Oui, nous, les Allemands, nous nous en souvenons. Mais il semble parfois que nous comprenions mieux le passé que le présent. Les esprits du mal apparaissent sous une nouvelle forme, présentant leur pensée antisémite, raciste et autoritaire comme une réponse pour l’avenir, une nouvelle solution aux problèmes de notre époque.

J’aimerais pouvoir dire que nous, les Allemands, avons appris de l’histoire une fois pour toutes. Mais je ne peux pas dire cela alors que la haine se répand. Je ne peux pas dire cela lorsque des enfants juifs se font cracher dessus dans la cour d’école, je ne peux pas dire cela lorsque l’antisémitisme grossier se cache sous une prétendue critique de la politique israélienne. Je ne peux pas dire cela lorsque seule une épaisse porte en bois empêche un terroriste de droite de provoquer un bain de sang dans une synagogue de la ville de Halle, le jour du Yom Kippour.

Bien sûr, notre époque est différente. Les mots ne sont pas les mêmes. Les auteurs ne sont pas les mêmes. Mais c’est le même mal.

Et il ne reste qu’une seule réponse : Plus jamais ça ! Nie wieder !

C’est pourquoi il ne peut y avoir de fin au souvenir. Cette responsabilité a été intégrée dans le tissu même de la République fédérale d’Allemagne dès le premier jour. Mais elle nous met à l’épreuve ici et maintenant. Cette Allemagne ne sera à la hauteur que si elle est à la hauteur de sa responsabilité historique.

Nous luttons contre l’antisémitisme ! Nous résistons au poison qu’est le nationalisme ! Nous protégeons la vie des Juifs ! Nous sommes aux côtés d’Israël !

Ici, à Yad Vashem, je renouvelle cette promesse devant les yeux du monde. Et je sais que je ne suis pas seul. Aujourd’hui, nous nous réunissons pour dire : Non à l’antisémitisme ! Non à la haine !

De l’horreur d’Auschwitz, le monde a déjà tiré des leçons.
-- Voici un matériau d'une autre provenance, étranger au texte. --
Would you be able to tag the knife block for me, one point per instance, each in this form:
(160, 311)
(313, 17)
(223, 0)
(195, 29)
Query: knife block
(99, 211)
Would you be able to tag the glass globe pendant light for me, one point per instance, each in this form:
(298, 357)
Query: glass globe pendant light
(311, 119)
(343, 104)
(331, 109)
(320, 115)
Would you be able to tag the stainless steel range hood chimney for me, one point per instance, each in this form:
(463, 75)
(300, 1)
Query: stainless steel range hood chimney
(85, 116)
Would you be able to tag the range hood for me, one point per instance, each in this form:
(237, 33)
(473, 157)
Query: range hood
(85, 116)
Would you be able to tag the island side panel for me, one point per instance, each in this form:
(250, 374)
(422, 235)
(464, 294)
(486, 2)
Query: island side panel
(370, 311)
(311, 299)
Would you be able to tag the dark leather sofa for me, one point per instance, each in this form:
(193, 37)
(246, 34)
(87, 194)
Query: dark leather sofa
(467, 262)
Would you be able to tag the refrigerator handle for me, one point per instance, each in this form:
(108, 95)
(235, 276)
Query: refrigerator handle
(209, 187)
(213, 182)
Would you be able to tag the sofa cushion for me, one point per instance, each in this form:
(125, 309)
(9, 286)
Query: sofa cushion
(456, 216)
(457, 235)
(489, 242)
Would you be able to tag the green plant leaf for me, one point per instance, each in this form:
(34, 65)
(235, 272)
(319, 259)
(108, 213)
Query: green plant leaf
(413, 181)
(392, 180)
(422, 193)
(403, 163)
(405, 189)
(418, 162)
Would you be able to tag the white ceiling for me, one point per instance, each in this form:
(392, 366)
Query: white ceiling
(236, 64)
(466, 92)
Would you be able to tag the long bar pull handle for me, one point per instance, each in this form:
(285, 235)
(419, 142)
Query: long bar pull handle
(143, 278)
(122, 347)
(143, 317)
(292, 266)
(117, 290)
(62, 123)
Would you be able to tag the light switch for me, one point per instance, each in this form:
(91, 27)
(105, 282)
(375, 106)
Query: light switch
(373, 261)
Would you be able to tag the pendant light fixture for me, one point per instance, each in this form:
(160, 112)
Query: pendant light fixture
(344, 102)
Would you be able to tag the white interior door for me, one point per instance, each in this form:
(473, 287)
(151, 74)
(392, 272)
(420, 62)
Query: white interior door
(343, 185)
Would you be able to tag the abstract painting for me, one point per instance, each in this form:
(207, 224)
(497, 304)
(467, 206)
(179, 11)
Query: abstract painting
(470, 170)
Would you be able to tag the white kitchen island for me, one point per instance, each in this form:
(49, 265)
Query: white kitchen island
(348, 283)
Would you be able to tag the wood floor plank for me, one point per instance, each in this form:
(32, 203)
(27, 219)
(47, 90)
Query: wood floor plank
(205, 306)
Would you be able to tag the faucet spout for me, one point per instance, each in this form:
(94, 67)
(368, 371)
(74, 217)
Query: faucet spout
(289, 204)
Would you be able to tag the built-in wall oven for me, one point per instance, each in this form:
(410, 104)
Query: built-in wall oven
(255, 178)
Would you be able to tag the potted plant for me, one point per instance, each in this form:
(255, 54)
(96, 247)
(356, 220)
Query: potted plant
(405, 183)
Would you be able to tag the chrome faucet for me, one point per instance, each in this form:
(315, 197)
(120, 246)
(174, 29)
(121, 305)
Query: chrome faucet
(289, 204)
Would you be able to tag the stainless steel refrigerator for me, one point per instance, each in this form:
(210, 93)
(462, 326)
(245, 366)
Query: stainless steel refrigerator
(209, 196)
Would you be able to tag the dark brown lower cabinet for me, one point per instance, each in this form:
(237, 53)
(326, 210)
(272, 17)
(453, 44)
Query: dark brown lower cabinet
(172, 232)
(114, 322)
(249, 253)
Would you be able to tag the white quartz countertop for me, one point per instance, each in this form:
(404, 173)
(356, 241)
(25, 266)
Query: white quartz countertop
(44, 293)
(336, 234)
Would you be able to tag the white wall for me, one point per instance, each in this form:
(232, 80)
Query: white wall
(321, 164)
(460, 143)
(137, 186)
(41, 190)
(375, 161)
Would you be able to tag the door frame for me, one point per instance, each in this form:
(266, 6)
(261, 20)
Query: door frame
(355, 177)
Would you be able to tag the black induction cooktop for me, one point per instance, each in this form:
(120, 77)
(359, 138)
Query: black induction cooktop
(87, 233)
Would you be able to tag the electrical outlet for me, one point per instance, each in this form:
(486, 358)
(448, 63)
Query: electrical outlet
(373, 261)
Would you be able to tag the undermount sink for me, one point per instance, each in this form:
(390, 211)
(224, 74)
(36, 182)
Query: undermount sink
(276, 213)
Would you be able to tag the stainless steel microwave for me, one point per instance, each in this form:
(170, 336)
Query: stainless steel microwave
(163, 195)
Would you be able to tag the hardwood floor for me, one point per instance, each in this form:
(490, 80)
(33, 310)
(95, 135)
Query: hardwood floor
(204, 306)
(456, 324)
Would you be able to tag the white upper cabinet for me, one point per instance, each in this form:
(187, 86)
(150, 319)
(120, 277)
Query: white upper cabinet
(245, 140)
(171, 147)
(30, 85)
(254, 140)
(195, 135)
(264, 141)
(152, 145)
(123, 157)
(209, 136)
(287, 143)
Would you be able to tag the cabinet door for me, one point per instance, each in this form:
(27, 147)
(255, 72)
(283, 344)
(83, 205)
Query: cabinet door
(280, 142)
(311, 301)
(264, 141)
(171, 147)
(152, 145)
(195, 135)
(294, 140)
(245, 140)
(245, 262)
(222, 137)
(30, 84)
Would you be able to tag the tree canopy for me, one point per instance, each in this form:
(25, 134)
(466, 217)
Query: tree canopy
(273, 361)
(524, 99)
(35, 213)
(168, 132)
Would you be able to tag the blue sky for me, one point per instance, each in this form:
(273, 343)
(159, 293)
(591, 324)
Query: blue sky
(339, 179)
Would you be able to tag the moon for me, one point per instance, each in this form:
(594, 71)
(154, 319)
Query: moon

Les nations du monde ont construit un ordre de paix, fondé sur les droits de l’homme et le droit international. Nous, les Allemands, sommes attachés à cet ordre et nous voulons le défendre, avec vous tous. Parce que nous le savons : La paix peut être détruite, et les gens peuvent être corrompus.

Chers chefs d’État et de gouvernement, je suis reconnaissant qu’ensemble nous prenions cet engagement aujourd’hui : Un monde qui se souvient de la Shoah. Un monde sans génocide.

« Qui sait si nous entendrons encore jamais le son magique de la vie ? Qui sait si nous pouvons nous tisser une toile pour l’éternité ? » Salmen Gradowski a écrit ces lignes à Auschwitz et les a enterrées dans une boîte de conserve sous un crématorium. Ici, à Yad Vashem, elles sont tissées pour l’éternité : Salmen Gradowski, Samuel et Rega Tytelman, Ida et Vili Goldish. Ils ont tous été assassinés. Ils ont perdu la vie à cause d’une haine sans limite. Mais notre souvenir d’eux permettra de vaincre l’abîme. Et nos actions vaincront la haine. Par ceci, je me lève. Pour cela, j’espère. »

[Il récite la bénédiction en hébreu :] « Béni soit le Seigneur pour m’avoir permis d’être ici en ce jour ».